Image: Reproducible bullseyes, by andresmp via publicdomainfiles.com. Public domain.
You read a lot about reproducibility these days. In psychology, it’s a full-blown crisis – or so people say. They may even be right, I suppose: while it’s tempting to dismiss this as melodrama, in fact a surprising number of well-known results in psychology do actually seem to be irreproducible. In turn, this has given rise to fervent calls for us to do “reproducible science”, which has two main elements. First, we’re asked to publish detailed and meticulous accounts of methodologies and analytical procedures, so that someone else can replicate our experiments (or analyses). Second, we’re asked to actually undertake such replications. Only this way, we’re told, can we be sure that our results are reproducible and therefore robust*.
Being reproducible, though, makes a result robust in only one of two possible senses of the word, and I think it’s the less interesting of the two. What do I mean by that? Consider some conclusion we’ve drawn about the way the world works. That conclusion might be “narrowly robust” or “broadly robust”:
- A conclusion is “narrowly robust” if you can confirm it by precisely replicating the experiment that suggested it. That is, the result is reproducible as long as the experiment is done just so.

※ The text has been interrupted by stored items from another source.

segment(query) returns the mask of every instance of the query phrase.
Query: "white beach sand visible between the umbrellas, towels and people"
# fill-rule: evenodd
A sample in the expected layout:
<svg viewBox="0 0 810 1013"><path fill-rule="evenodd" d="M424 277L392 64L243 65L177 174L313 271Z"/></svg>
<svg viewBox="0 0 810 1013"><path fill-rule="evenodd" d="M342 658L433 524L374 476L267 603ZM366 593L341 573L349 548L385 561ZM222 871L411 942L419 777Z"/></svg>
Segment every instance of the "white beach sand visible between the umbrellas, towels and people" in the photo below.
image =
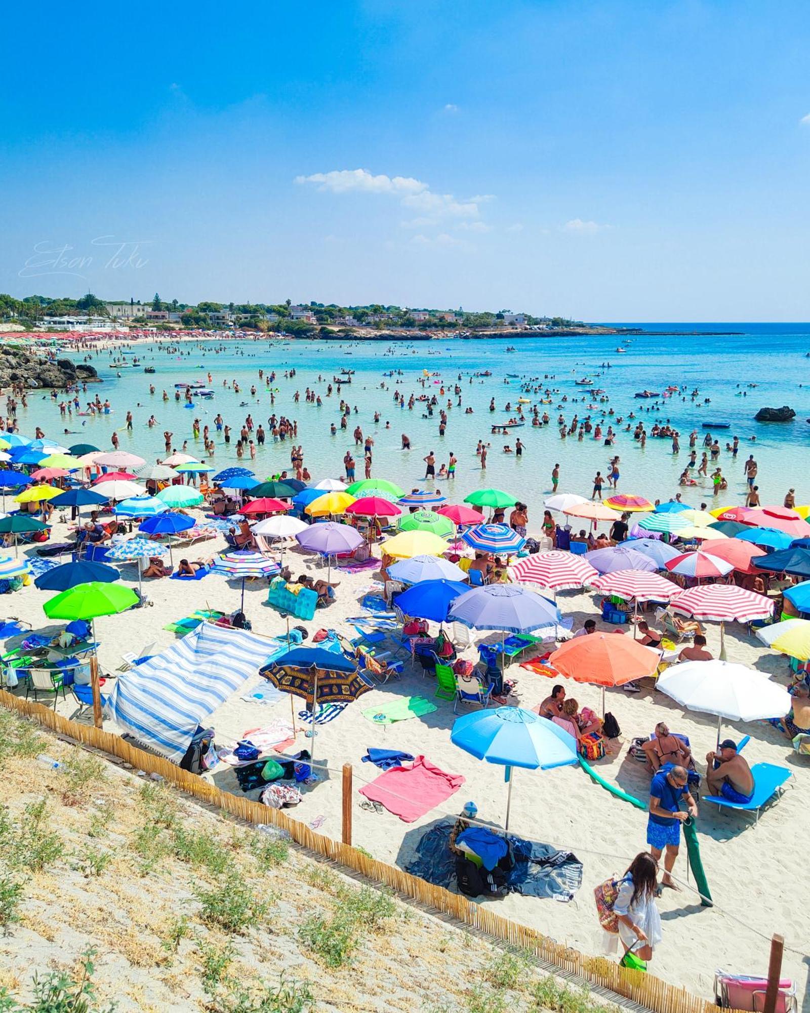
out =
<svg viewBox="0 0 810 1013"><path fill-rule="evenodd" d="M64 527L57 525L54 538L63 539L65 535ZM184 553L175 552L175 560L182 554L189 559L205 558L222 546L222 540L204 543ZM292 553L286 558L294 574L321 570L310 556ZM135 577L133 566L124 566L123 571L127 577ZM374 580L374 571L341 574L340 580L337 601L329 609L319 610L315 621L304 624L311 632L320 626L329 626L354 634L345 618L359 611L357 599L361 597L361 590ZM145 591L154 602L153 608L96 622L96 633L101 640L99 657L106 672L114 673L123 651L137 652L152 640L157 641L158 649L173 642L174 635L162 629L165 623L195 608L211 606L230 611L239 604L238 582L230 583L218 575L210 575L199 582L152 580L145 583ZM49 597L50 594L33 587L25 588L3 600L3 615L26 619L35 629L40 629L48 625L42 606ZM265 599L266 581L253 587L248 583L246 613L254 630L269 635L281 633L286 621L263 605ZM575 626L595 614L590 596L566 594L561 596L560 604L564 614L573 613ZM787 681L787 659L763 648L758 641L748 637L742 627L728 629L726 640L730 660L755 666L776 674L781 682ZM709 647L717 653L716 626L710 625ZM474 656L474 651L467 653ZM512 667L510 675L519 683L513 702L524 707L535 706L551 688L547 679L517 666ZM575 696L581 705L598 709L599 690L595 687L568 684L566 688L569 696ZM406 666L402 680L366 694L335 721L321 726L316 757L325 759L328 764L329 780L305 793L304 802L295 815L306 822L324 816L321 833L339 837L340 769L350 762L354 765L354 843L376 858L392 863L410 858L420 828L429 826L446 812L434 809L416 824L407 825L388 812L376 814L360 809L356 789L362 781L372 780L378 773L369 764L361 764L360 757L367 747L379 746L402 749L414 755L424 754L444 770L463 774L467 783L451 799L448 811L455 813L467 799L473 799L482 819L502 824L506 801L503 770L480 763L451 745L453 704L435 701L438 705L435 713L386 728L372 725L361 715L363 708L395 695L421 694L432 699L433 692L432 679L425 679L420 670ZM295 709L300 710L301 701L294 702ZM64 704L60 700L58 709L66 715L75 711L70 699ZM467 709L462 706L460 712ZM615 756L597 764L598 770L643 800L647 797L649 776L642 764L628 757L627 745L631 737L649 733L657 720L665 719L673 730L690 736L701 766L705 754L714 748L715 718L684 713L668 698L649 689L637 695L621 690L609 691L608 709L619 720L623 741L621 749L620 744L616 744ZM266 723L270 717L289 719L290 714L291 704L287 697L272 706L264 706L244 702L236 694L213 715L210 723L217 728L220 745L236 739L246 728ZM702 805L699 822L702 856L716 907L701 908L696 893L685 885L678 893L665 891L659 902L664 939L651 969L667 981L709 997L718 967L743 973L764 973L767 940L772 933L781 932L789 947L785 954L785 973L798 983L803 993L807 970L800 952L806 953L810 948L810 881L806 858L810 798L808 760L796 757L788 739L765 723L736 727L727 724L724 727L728 734L736 737L745 733L751 735L745 751L749 763L768 761L788 766L795 775L791 782L793 787L763 812L756 828L747 814L718 813L716 807ZM311 745L303 733L299 734L298 742L302 748ZM213 777L224 787L234 783L233 774L223 771L222 767ZM601 935L592 890L612 873L623 872L637 852L646 849L645 814L592 784L576 767L549 772L517 771L510 830L573 851L584 864L582 887L575 901L568 905L517 894L484 903L585 953L600 952ZM682 852L675 874L685 880L685 848Z"/></svg>

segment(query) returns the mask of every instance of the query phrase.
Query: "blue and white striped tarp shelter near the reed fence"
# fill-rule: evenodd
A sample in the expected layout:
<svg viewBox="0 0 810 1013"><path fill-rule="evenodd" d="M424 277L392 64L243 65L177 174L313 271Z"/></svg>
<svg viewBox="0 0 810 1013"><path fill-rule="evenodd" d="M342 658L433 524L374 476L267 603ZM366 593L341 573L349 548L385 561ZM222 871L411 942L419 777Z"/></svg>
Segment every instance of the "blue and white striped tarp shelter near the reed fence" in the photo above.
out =
<svg viewBox="0 0 810 1013"><path fill-rule="evenodd" d="M115 721L179 763L197 726L273 653L245 630L201 623L182 640L122 674L110 695Z"/></svg>

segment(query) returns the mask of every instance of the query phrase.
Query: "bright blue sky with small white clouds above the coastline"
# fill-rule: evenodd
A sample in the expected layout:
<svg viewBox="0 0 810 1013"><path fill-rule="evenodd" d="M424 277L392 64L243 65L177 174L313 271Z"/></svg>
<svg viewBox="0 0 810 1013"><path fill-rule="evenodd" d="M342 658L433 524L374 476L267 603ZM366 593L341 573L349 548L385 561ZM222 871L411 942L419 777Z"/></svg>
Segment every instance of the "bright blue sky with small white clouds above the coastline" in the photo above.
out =
<svg viewBox="0 0 810 1013"><path fill-rule="evenodd" d="M0 291L810 319L806 3L37 21L5 12Z"/></svg>

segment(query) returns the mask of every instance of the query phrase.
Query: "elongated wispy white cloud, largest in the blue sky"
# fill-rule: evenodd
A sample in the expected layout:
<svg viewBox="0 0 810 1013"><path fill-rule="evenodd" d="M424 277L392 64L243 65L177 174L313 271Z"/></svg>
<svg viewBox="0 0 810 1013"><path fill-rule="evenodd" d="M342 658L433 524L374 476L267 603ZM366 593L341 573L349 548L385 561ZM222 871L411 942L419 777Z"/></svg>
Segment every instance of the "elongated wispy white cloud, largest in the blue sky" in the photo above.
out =
<svg viewBox="0 0 810 1013"><path fill-rule="evenodd" d="M453 193L434 193L427 183L412 176L374 175L368 169L333 169L296 176L299 185L313 184L330 193L375 193L398 198L405 208L421 217L477 218L479 205L493 200L491 194L460 200Z"/></svg>

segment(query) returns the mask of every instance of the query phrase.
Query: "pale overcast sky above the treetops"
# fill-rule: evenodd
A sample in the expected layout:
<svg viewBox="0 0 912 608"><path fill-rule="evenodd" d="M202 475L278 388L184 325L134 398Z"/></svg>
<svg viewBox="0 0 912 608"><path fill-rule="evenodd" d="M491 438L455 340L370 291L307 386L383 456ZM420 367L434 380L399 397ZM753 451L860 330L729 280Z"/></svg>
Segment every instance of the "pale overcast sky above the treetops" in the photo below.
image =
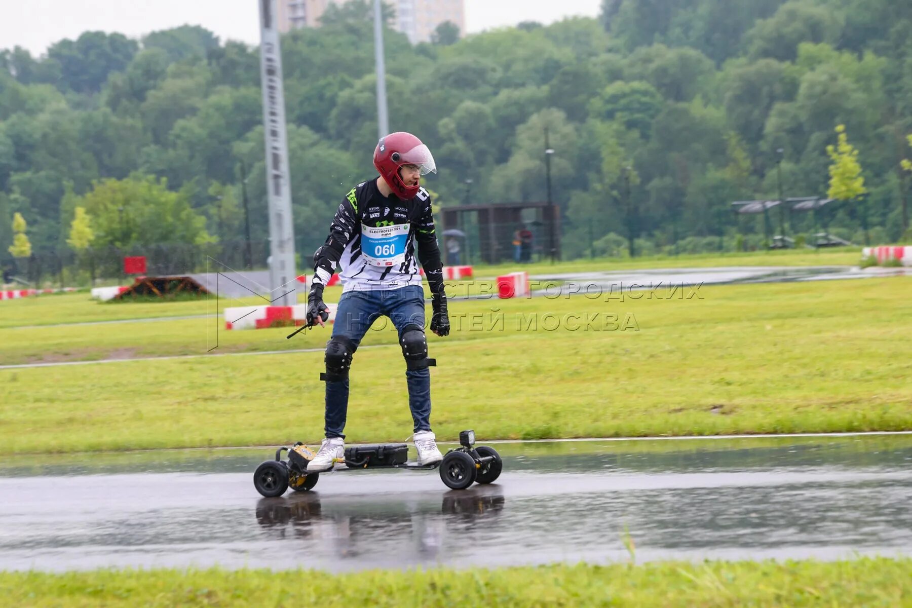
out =
<svg viewBox="0 0 912 608"><path fill-rule="evenodd" d="M598 14L599 0L465 0L466 29L551 23L565 16ZM141 36L183 24L203 26L223 41L259 38L255 0L0 0L0 48L25 46L35 55L61 38L86 30Z"/></svg>

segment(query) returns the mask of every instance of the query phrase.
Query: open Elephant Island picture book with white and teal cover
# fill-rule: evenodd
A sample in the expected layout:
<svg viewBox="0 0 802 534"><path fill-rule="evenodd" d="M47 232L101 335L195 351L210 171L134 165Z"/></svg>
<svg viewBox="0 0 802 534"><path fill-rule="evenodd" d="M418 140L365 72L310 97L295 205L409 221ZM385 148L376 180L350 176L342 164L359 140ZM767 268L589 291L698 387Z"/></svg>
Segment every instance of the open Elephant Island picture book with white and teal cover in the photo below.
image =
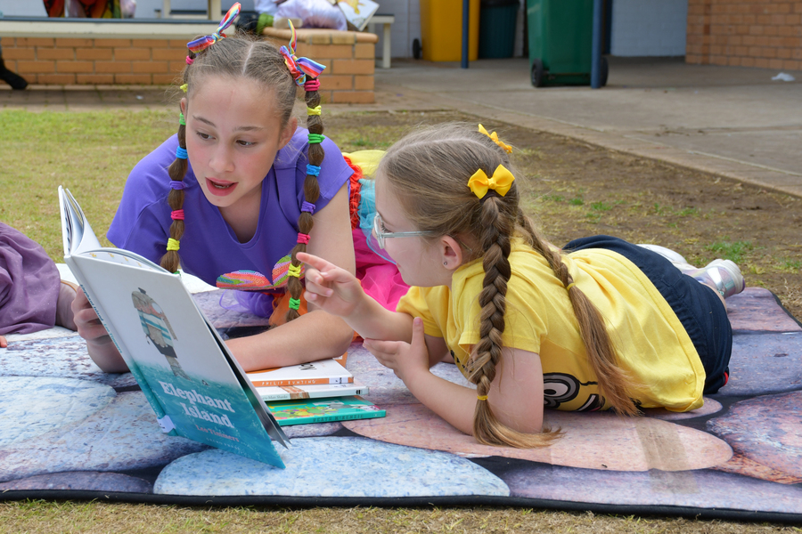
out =
<svg viewBox="0 0 802 534"><path fill-rule="evenodd" d="M101 247L69 190L59 187L64 262L161 425L283 467L290 441L177 274L140 255Z"/></svg>

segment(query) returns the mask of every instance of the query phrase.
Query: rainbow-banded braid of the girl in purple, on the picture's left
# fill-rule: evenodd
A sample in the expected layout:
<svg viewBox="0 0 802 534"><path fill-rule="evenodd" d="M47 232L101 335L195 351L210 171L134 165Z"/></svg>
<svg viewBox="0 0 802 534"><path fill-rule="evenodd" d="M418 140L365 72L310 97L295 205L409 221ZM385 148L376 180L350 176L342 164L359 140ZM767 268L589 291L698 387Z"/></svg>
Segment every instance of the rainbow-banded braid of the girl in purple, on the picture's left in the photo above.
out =
<svg viewBox="0 0 802 534"><path fill-rule="evenodd" d="M186 88L189 67L195 59L195 53L189 52L186 56L186 69L184 69L184 77L182 88ZM161 266L170 272L178 271L181 265L181 259L178 255L179 241L184 237L184 176L186 175L187 167L187 154L186 154L186 120L184 113L181 113L178 118L178 150L176 150L176 159L170 164L168 168L168 175L170 177L170 191L168 193L168 205L172 210L170 214L173 222L170 223L170 238L168 239L167 252L161 256Z"/></svg>

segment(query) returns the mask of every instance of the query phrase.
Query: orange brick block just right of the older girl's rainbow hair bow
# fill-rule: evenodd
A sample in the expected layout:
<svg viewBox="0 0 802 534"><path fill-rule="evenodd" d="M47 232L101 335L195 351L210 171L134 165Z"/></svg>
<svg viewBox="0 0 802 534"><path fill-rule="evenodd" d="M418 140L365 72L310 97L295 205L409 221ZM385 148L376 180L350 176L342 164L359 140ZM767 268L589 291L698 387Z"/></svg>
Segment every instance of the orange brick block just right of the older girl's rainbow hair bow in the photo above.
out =
<svg viewBox="0 0 802 534"><path fill-rule="evenodd" d="M290 40L290 30L265 28L264 36L280 46ZM324 102L366 104L373 102L377 40L369 33L301 28L296 53L326 66L320 77Z"/></svg>

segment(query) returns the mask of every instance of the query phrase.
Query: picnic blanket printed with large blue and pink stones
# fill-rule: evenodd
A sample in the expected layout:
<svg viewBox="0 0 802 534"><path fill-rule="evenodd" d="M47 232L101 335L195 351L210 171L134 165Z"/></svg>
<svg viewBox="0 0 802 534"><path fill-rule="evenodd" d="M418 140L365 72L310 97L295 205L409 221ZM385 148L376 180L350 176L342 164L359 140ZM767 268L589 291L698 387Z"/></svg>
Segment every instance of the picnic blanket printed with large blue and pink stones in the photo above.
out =
<svg viewBox="0 0 802 534"><path fill-rule="evenodd" d="M258 318L195 295L217 328ZM730 382L690 413L546 410L545 449L479 445L353 344L348 368L387 417L287 427L274 468L161 432L130 374L104 374L75 333L0 349L0 495L203 505L499 505L802 521L802 328L772 293L727 301ZM434 372L467 384L454 365Z"/></svg>

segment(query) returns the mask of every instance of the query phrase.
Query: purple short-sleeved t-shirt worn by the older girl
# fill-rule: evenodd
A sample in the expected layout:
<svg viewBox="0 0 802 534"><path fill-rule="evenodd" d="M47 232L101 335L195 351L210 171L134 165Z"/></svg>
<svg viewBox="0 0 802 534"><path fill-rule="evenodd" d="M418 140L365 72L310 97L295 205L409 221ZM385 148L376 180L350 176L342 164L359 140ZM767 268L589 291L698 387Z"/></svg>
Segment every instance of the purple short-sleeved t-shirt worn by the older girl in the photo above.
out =
<svg viewBox="0 0 802 534"><path fill-rule="evenodd" d="M257 231L247 243L240 243L217 206L209 203L192 173L192 166L189 167L184 177L186 231L178 251L184 271L213 286L217 285L218 277L231 280L227 275L237 271L254 271L263 275L267 283L274 281L274 267L282 263L282 258L290 254L298 240L298 217L305 199L307 134L307 130L299 128L276 155L274 165L262 182ZM176 159L177 146L174 135L136 164L106 234L116 247L131 250L155 263L159 263L167 251L172 223L167 202L168 166ZM315 211L323 209L353 174L334 142L323 140L323 150L325 158L318 177L320 198L315 203Z"/></svg>

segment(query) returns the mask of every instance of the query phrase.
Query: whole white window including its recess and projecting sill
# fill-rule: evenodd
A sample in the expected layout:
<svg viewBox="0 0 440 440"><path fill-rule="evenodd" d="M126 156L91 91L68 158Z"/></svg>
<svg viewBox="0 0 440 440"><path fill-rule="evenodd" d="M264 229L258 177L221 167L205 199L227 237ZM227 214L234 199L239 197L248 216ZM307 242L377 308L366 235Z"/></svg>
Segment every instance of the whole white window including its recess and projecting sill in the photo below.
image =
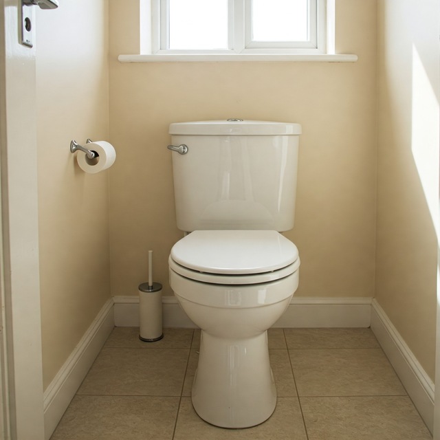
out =
<svg viewBox="0 0 440 440"><path fill-rule="evenodd" d="M121 63L318 61L336 54L336 0L139 0L140 53Z"/></svg>

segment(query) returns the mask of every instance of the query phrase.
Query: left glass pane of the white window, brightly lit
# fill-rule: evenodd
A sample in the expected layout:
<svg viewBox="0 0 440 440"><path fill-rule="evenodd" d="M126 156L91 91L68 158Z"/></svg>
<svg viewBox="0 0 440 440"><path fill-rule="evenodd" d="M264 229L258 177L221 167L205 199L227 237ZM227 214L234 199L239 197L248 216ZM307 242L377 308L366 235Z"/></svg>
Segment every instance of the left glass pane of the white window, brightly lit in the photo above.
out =
<svg viewBox="0 0 440 440"><path fill-rule="evenodd" d="M228 0L169 0L170 49L228 49Z"/></svg>

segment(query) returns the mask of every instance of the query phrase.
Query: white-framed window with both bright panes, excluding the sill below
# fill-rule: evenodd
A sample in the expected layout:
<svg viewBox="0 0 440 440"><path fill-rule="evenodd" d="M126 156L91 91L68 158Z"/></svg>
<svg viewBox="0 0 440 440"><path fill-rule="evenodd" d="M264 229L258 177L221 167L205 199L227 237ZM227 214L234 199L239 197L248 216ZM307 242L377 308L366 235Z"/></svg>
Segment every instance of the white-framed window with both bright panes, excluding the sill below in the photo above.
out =
<svg viewBox="0 0 440 440"><path fill-rule="evenodd" d="M320 54L327 0L153 0L152 54Z"/></svg>

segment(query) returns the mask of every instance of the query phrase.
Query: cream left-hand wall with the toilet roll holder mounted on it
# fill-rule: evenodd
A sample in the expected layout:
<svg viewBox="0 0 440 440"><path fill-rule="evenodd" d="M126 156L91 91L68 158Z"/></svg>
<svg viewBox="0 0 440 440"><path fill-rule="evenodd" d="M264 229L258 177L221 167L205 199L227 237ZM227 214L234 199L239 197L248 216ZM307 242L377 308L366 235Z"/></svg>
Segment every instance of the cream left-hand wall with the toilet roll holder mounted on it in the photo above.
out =
<svg viewBox="0 0 440 440"><path fill-rule="evenodd" d="M109 174L83 173L69 151L108 139L108 4L60 3L36 14L45 388L110 298Z"/></svg>

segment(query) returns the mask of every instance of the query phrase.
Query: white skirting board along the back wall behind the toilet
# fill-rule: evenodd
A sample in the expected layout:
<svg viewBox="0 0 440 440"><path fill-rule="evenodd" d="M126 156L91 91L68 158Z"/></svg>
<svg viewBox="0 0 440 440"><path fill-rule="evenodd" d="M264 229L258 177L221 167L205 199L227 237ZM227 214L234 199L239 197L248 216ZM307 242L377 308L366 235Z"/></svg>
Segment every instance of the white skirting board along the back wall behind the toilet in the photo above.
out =
<svg viewBox="0 0 440 440"><path fill-rule="evenodd" d="M369 327L372 298L292 298L274 327ZM113 296L115 326L139 327L139 296ZM196 328L175 296L163 296L164 327Z"/></svg>

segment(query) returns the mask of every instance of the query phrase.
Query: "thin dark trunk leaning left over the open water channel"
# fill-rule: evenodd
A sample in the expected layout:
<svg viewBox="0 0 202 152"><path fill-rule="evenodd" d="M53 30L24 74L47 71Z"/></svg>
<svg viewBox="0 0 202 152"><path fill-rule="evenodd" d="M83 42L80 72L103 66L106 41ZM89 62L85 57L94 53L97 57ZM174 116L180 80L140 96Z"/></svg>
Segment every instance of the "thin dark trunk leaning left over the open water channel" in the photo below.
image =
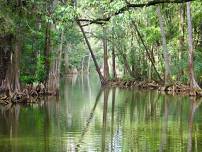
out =
<svg viewBox="0 0 202 152"><path fill-rule="evenodd" d="M95 64L96 71L97 71L97 73L98 73L98 75L99 75L99 78L100 78L100 82L101 82L102 85L104 85L104 84L107 83L107 81L105 80L105 78L103 77L103 75L102 75L102 73L101 73L101 71L100 71L100 68L99 68L99 66L98 66L96 57L95 57L95 55L94 55L94 53L93 53L93 50L92 50L92 48L91 48L90 42L88 41L88 38L87 38L87 36L86 36L86 34L85 34L85 31L84 31L83 27L81 26L81 23L80 23L79 21L77 21L77 24L78 24L78 26L79 26L79 28L80 28L82 34L83 34L83 37L84 37L84 39L85 39L85 41L86 41L86 44L87 44L87 46L88 46L88 49L89 49L89 51L90 51L91 57L92 57L93 62L94 62L94 64Z"/></svg>

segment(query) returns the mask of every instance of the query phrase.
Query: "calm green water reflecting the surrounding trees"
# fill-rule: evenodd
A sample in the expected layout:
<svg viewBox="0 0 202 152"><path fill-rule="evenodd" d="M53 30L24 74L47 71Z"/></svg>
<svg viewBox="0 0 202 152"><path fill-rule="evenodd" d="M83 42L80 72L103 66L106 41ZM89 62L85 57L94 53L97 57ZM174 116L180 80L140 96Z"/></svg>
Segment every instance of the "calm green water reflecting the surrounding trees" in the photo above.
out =
<svg viewBox="0 0 202 152"><path fill-rule="evenodd" d="M0 152L202 151L202 100L65 78L61 96L0 105Z"/></svg>

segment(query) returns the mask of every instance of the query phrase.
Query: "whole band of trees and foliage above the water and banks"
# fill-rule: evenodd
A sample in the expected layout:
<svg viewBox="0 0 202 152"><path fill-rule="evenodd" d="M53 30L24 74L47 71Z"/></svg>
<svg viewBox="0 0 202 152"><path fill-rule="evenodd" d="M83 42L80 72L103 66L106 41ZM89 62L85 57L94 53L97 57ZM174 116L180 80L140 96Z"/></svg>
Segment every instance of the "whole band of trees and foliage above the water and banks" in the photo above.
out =
<svg viewBox="0 0 202 152"><path fill-rule="evenodd" d="M122 77L202 83L200 0L0 0L0 88L96 69ZM92 58L93 62L90 62Z"/></svg>

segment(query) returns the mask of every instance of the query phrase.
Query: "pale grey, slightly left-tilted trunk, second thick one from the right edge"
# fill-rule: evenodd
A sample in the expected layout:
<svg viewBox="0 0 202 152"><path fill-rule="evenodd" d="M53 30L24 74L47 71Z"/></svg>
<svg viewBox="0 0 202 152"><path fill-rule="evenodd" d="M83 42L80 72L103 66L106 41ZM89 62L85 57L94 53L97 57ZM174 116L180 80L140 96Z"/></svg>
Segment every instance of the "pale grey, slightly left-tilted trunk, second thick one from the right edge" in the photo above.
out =
<svg viewBox="0 0 202 152"><path fill-rule="evenodd" d="M170 81L171 71L170 71L170 63L169 63L169 52L166 44L166 35L165 35L160 6L157 6L157 15L159 18L162 45L163 45L163 57L164 57L164 64L165 64L165 85L167 85Z"/></svg>

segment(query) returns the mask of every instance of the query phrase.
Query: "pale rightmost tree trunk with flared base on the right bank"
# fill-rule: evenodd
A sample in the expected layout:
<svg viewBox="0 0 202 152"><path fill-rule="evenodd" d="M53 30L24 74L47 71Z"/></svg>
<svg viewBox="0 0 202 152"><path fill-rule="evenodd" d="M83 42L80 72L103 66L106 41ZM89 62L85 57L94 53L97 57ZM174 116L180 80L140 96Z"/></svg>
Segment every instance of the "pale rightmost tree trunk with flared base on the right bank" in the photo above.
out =
<svg viewBox="0 0 202 152"><path fill-rule="evenodd" d="M191 89L200 89L194 77L193 67L193 38L192 38L192 19L191 19L191 3L187 2L187 23L188 23L188 44L189 44L189 81Z"/></svg>

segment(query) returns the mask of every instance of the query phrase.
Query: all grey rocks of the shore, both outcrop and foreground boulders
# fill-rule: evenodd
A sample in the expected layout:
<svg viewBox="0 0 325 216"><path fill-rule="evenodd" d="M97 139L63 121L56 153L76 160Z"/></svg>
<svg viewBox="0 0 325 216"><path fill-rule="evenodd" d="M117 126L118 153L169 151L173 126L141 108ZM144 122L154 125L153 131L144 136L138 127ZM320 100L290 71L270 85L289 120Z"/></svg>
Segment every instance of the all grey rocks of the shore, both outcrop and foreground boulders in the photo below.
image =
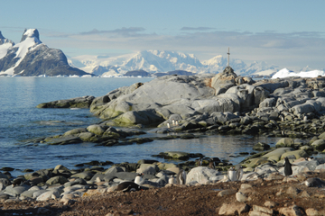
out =
<svg viewBox="0 0 325 216"><path fill-rule="evenodd" d="M325 159L312 157L325 152L324 86L325 77L291 77L255 82L249 77L237 76L231 67L226 67L217 76L162 76L148 83L118 88L101 97L84 96L39 104L38 108L89 108L102 121L87 128L34 139L32 143L68 145L91 142L110 147L140 144L154 139L194 139L214 134L283 137L275 148L270 148L266 143L256 143L254 149L259 153L246 157L240 163L244 167L240 189L236 187L236 190L218 192L218 196L231 196L241 204L236 202L232 208L225 203L225 206L219 206L218 214L245 214L249 211L249 215L261 215L262 212L265 215L276 215L276 212L315 215L308 213L304 206L297 207L302 214L290 214L286 211L298 212L296 207L280 210L280 207L271 205L249 205L247 203L252 201L255 193L245 184L255 184L256 181L305 184L312 176L318 176L320 186L325 185L321 180L325 172ZM144 131L144 128L153 129ZM147 133L156 133L157 136L146 137ZM304 141L296 142L295 138ZM137 173L144 174L145 181L141 187L149 190L171 189L173 186L225 185L229 182L237 185L228 178L228 169L233 166L228 161L204 157L200 153L171 151L161 152L154 157L183 160L184 163L176 165L145 159L138 163L121 164L92 161L89 166L80 164L77 165L79 168L73 170L61 165L30 170L18 176L18 179L10 175L11 167L3 167L5 172L0 173L0 200L3 206L12 202L44 201L72 206L92 194L120 193L116 192L118 185L125 181L133 182ZM284 157L288 157L293 165L289 177L284 177ZM198 160L200 166L190 158L201 158ZM210 161L215 166L209 166ZM112 166L108 169L103 167L110 164ZM187 173L186 184L170 184L169 179L178 175L180 170ZM23 184L13 186L18 180ZM310 186L305 184L305 187L307 185ZM289 193L293 194L298 189L291 190ZM280 195L285 192L279 189L276 193ZM303 195L325 197L323 192ZM240 209L238 206L241 206ZM287 205L281 208L291 207ZM314 208L314 212L318 211ZM234 211L228 212L228 209Z"/></svg>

- A conclusion is “broadly robust” if you can confirm it by performing different experiments, to test the same hypothesis in slightly different circumstances, with different covariates and sources of noise and so on.
The reproducibility movement seems to be aimed almost entirely at making sure conclusions are narrowly robust. That’s all right, I guess; it’s just that I have a hard time getting very excited about effects that reproduce only if you do the experiments just so. Such effects just don’t seem likely to matter much in the real (noisy and complex) world. Or equivalently, hypotheses supported by narrowly robust results seem likely to be hypotheses of distinctly limited explanatory power. Results that are broadly robust, on the other hand, seem likely to reveal fundamental things about the world, things with reach, things that matter not just if you hold your tongue so and scrinch your left eye thus – but no matter who you are or what else is happening around you.
So why are we so focused on narrow robustness? I can think of three possibilities.
The first possibility is that it’s best to test all findings for narrow robustness – reproducibility – before trying to extend them to other circumstances. This sounds like a plodding, meticulous-but-slow way to work, but maybe in the long run it’s the most efficient way. It would certainly spare us getting all worked up over arsenic life or the hyperdilution memory of water**. We could see this as a workflow in which narrow robustness is a filter to reduce the number of results that require checking for broader robustness: if something won’t reproduce in a precise replication, there’s no point looking further. But while this might avoid false starts, there’s also a cost to meticulous replication: every old experiment we repeat means a new experiment we aren’t doing. How these costs balance is an empirical question, albeit one that could only be answered by setting up two completely independent scientific enterprises and watching both for a century or so. Twice, of course, so we could see if the effect of reproducibility is reproducible.
The second possibility is that it’s the narrow robustness of a particular finding that matters to us. This could be true, for example, in engineering, when we need to know if this particular bridge will fall down, or in medicine, when we need to know if this particular drug will shrink this particular tumour in this particular type of patient. There are, I bet, such narrowly important results in almost any branch of the sciences, and my relative disinterest in them may be just a character flaw.
The third possibility is that sometimes, results that are only narrowly robust are the only shots we have at testing a hypothesis. Sometimes, Nature holds her cards very close to her chest (as seems to be the case with string theory). We might have no other choice but to seek a genuinely fussy result, because only in a narrow set of circumstances is any result informative at all. How common is this situation? I have no ideal.
What’s interesting to me is how often our discussions of reproducibility seem to skip any real engagement with these three quite different possibilities. Instead, it’s widely depicted as axiomatic that we should replicate every experiment, checking every result for narrow robustness before moving on. Perhaps it’s only my experience in a field (evolutionary ecology) in which true replications are very rare*** that makes me question this at all. But I think not. Much of science, for much of its history, has worked a different way: by looking for broad robustness via consilience of induction; by looking for effects that show up in many places; by looking for hypotheses that survive not only one repeated test, but different tests. This approach has certainly taken science down a few blind alleys, but most of them have been short, and it’s hard to see how it’s been a disaster.
© Stephen Heard (firstname.lastname@example.org) April 17, 2017
*^We tell each other, and we teach undergraduates, that a properly-written Methods sections should let someone else replicate our experiments. We’ve been telling each other this for nearly 400 years, largely without heeding our own advice. This is actually for the best, I think. Most readers would be done a real disservice by a Methods section that really was that detailed. Put the details in an online supplement, where most readers can conveniently ignore them.
**^Remember that paper? It claimed that antiserum diluted too far to plausibly contain anything but water still retained properties of the molecules that were once there. This, of course, is how homeopathic medicine is supposed to work. Believe me, it doesn’t.
***^Replication of entire experiments, I mean, as opposed to replication of experimental units within studies, which is of course a sine qua non.